Every year our annual conference Making Your Media Matter is our chance at the Center for Social Media to see the friends we communicate with virtually for the rest of the year. We also treasure our opportunities to meet new friends and allies. This year was amazing; I saw so many great friends, I made so many new ones. People came from Vancouver, San Francisco, LA, New York, Boston, and even Lagos, Nigeria! We had 300 people packed into a room, and each panel was packed with great info.
The theme this year was ethics – and more generally holding on to mission while making the business work. We started with the legendary (and 93 year old!) George Stoney, reminding the folks to ‘do no harm.’ (Thomas Allen Harris did ask about the people we actually intend to harm, like corrupt officials.) And then Gordon Quinn, the founder of 43-year old Kartemquin Films – one of the pioneers of cinéma vérité – showed us how he grapples with tough ethical choices in balancing film subjects’ needs with those of viewers.
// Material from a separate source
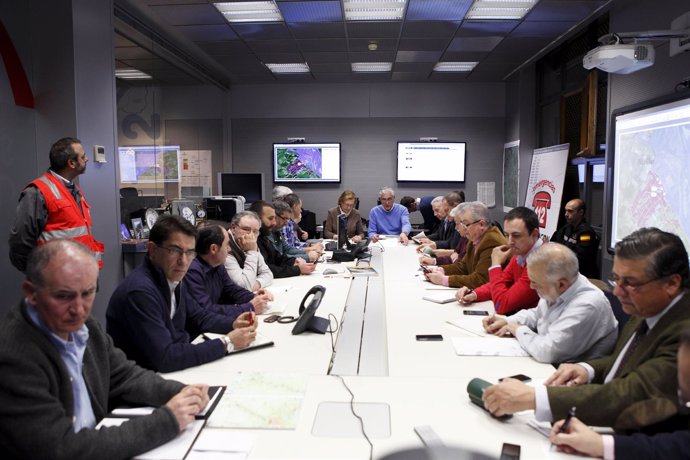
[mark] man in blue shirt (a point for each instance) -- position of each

He talked, among other things, about paying all the participants equal shares of the profits of Hoop Dreams and getting PBS to accept the sight of breasts in the breast-cancer film In the Family.
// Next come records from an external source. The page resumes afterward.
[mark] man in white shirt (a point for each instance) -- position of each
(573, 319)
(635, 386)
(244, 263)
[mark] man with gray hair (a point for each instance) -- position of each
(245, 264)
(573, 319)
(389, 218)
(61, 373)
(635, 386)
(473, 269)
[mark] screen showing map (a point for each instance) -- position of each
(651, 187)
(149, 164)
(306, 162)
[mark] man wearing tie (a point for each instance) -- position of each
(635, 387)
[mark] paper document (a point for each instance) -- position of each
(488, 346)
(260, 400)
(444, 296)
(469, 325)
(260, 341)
We ended with a discussion of elegance, professionalism, experiment and craft in the making of ‘media that matters,’ as the Arts Engine people call it. Sundance’s Cara Mertes, Thomas Harris and Sean Fine (of War/Dance) fielded a discussion with Silverdocs’ Sky Sitney, and our evaluations showed it was one of the most popular events of the conference.
In between we had such a barrage of cool ideas for funding (Alyce Myatt showed off Grantmakers in Film and Video’s new website where you can pitch funders electronically, at media.gfem.org/) and outreach/marketing (Scott Kirsner told us about posterous.com and compete.com) that our heads were spinning. We released a couple of new documents in association with it – Center fellow Barbara Abrash’s case studies of successful strategies in mission-driven documentaries, and a report by Kafi Kareem on the lessons learned from the making and marketing of Made in L.A. The best part for me was that it was really participatory (one of the evaluations said the best speaker was ‘the audience’!); we had so much good info coming in from the gathered producers, and so much good will. I hope you get to come next year.